Bug 60329

Summary: Avoid NPE when styleid is null
Product: POI Reporter: Tim Allison <tallison>
Component: XWPFAssignee: POI Developers List <dev>
Status: RESOLVED FIXED    
Severity: normal    
Priority: P2    
Version: 3.16-dev   
Target Milestone: ---   
Hardware: PC   
OS: All   
Attachments: File provided by Seva Alekseyev on TIKA-2152
mylyn/context/zip

Description Tim Allison 2016-11-01 18:55:51 UTC
On TIKA-2152, Seva Alekseyev submitted a docx file that triggers an NPE when trying to get the styleid.  If I read OOXML Ecma 1 [1] correctly, styleid is optional.  We should try to avoid an NPE if the styleid is null.

[1] http://www.ecma-international.org/publications/files/ECMA-ST/ECMA-376,%20Fourth%20Edition,%20Part%201%20-%20Fundamentals%20And%20Markup%20Language%20Reference.zip : pdf page 3861/printed page 3851
Comment 1 Tim Allison 2016-11-02 11:07:15 UTC
From Mark Murphy on our dev list:

Seems to me that style ID is not optional because it is used to refer to the style from elsewhere in the document, and the style ID must also be unique. However, if the style ID is missing from the document, one should be assigned in any manner we choose, and it won't be able to be referenced.
That is ok as the document is mal-formed.
Comment 2 Tim Allison 2016-11-02 11:07:52 UTC
Sounds good.  Do we want to auto-generate a styleid and risk collision with an actual styleid (chances would be very, very low) or handle the null or simply not load a style that doesn't contain an id?
Comment 3 Mark Murphy 2016-11-02 11:37:00 UTC
Can you attach the document in question? I want to see what Word does, though that might be a different situation as Word could assign an ID and allow a user to interactively assign the style to an element in the document. 

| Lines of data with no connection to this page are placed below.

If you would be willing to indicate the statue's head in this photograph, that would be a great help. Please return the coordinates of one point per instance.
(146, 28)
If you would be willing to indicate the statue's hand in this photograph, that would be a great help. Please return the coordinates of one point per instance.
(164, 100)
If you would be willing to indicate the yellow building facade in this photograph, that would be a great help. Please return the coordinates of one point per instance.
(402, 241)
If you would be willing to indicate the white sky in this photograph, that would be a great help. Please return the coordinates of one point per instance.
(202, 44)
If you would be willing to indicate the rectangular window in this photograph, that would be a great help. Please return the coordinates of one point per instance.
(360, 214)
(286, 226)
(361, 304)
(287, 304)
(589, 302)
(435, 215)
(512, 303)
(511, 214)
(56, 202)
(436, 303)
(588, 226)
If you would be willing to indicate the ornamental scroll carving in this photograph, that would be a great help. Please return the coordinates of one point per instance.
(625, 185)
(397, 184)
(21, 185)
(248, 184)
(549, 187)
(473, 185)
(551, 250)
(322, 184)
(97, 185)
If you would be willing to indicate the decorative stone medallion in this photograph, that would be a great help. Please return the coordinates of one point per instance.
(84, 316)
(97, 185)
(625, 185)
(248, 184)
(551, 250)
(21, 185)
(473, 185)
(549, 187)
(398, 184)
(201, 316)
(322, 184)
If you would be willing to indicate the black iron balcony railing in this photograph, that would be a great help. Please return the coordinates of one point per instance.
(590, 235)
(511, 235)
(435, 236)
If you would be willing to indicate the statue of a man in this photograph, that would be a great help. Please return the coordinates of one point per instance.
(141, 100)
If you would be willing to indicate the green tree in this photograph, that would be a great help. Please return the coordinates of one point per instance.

The applicable use cases in POI would be to read a document, update it, and save it. Do we have (or want) a facility in POI to reference a style by some means other than its ID. If so, we should go ahead and generate a new ID. I suggest something like a negative 10 digit number. The spec also indicates that if a document has two styles with the same ID, the first one is to be used. For our case I think we should check for duplicate style ID's on load, and mangle duplicates by appending a sequential integer (in parenthesis) to duplicates unless the duplicate was caused by an auto-generated id. In that case the auto-generated id should be re-generated.
Comment 4 Tim Allison 2016-11-02 12:58:30 UTC
Created attachment 34414 [details]
File provided by Seva Alekseyev on TIKA-2152
Comment 5 Tim Allison 2016-11-02 13:01:12 UTC
>Seems to me that style ID is not optional because it is used to refer to the style from elsewhere in the document

I agree with this point.  However, from a spec standpoint it appears to be "optional" or am I misreading?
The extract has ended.